- Tuesday, April 22, 2014

Once-big and powerful states are shrinking. Suffocating under the weight of liberal policies, powerhouse states have atrophied into uncompetitive and unwelcoming weaklings.

It’s all laid out in a report by the American Legislative Exchange Council. Co-authored by Arthur Laffer, a Reagan economic adviser, and Stephen Moore, an economist at the Heritage Foundation, the report titled “Rich States, Poor States” identifies key ingredients of a thriving economy: low personal and corporate income-tax rates, reasonable property- and sales-tax burdens, restraint on the number of government employees and curbs on state spending.

Conversely, big-government policy decisions such as onerous tax burdens, an elevated minimum wage and high rates of public debt have put people and businesses to flight.

New York holds the dubious distinction of imposing the nation’s most burdensome corporate-tax rate, which encourages businesses to relocate to friendly territory. The country’s highest — and most “progressive,” read “liberal” — marginal personal state income-tax rate is imposed in California. Many wealthy Californians have bolted, taking their tax dollars with them. In Illinois, where jobs are scarce and the economy is reeling, the state maintains a suffocating property tax, high levels of public debt, a steep minimum wage and exorbitant workers’ compensation costs.

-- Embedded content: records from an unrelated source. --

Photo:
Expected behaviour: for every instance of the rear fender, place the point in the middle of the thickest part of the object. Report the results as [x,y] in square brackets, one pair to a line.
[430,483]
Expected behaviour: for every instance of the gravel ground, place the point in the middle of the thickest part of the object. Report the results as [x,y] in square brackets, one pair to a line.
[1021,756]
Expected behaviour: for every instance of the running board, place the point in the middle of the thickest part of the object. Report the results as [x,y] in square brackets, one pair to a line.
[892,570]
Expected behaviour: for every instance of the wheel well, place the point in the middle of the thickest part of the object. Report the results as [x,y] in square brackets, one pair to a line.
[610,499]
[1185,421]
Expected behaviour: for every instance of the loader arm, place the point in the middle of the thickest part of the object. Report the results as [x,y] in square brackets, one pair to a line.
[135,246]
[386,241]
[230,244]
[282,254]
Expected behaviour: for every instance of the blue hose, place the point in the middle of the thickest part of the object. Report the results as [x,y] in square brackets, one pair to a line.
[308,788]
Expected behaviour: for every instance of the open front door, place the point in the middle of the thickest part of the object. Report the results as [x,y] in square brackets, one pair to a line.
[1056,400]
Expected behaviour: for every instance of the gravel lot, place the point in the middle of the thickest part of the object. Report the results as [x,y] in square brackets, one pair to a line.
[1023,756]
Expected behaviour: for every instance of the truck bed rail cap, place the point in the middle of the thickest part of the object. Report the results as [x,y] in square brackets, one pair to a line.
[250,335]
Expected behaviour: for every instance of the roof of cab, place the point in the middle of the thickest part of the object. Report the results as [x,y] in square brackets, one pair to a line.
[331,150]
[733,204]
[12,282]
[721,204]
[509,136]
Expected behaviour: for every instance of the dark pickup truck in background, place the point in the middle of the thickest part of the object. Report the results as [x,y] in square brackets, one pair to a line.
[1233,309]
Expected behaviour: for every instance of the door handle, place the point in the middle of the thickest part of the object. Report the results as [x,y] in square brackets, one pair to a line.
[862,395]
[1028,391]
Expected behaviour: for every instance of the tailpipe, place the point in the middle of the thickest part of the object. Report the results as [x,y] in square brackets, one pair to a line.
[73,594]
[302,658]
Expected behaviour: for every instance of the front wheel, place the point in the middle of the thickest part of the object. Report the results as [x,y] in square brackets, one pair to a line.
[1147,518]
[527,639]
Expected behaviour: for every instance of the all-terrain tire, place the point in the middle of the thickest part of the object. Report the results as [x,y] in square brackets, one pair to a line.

No surprise, then, New York, California and Illinois are the three states that have lost the most population over the past decade.

More than 1.5 million people fled New York over the past decade. Since 1960, New York has lost 14 congressional seats and the influence that goes with them. Even the year-round summer weather and gorgeous mountains, forests and beaches haven’t been enough to persuade 1.4 million Californians to suffer the high taxes and other naive and destructive liberal policies. In Illinois, 623,467 have migrated elsewhere.

The population bleeding has serious financial consequences. New York lost an astonishing $68.1 billion in adjusted growth income from 1992 to 2010, according to Internal Revenue Service data. California lost more than $45 billion over the same period. Things are so bad in Illinois that total nonfarm-payroll employment actually decreased by 1.6 percent between 2002 and 2012. This means fewer productive citizens to bear the burden of the lavish public-sector pensions.

So where have New York, California and Illinois’ residents, businesses and jobs gone? To happier states, including Texas, Washington, Arizona, North Carolina, Georgia and Florida, all boasting reasonable tax rates and a welcoming business climate. These states are flush with successful businesses and hundreds of thousands of new residents.

The American Legislative Exchange Council finds that the states that scored among the 10 best, based on “15 policy areas that have proven over time to be the best determinants of economic success,” gained 2.2 million residents over the past decade. The population of the states that scored in the bottom 10 dwindled by more than 400,000.

Supreme Court Justice Louis Brandeis once called the states “the laboratories of democracy.” The results from the great experiment are in, and there’s no questioning the result. It’s an omen for the states where liberal nostrums prevail, where people, like Elvis and common sense, have “left the building.”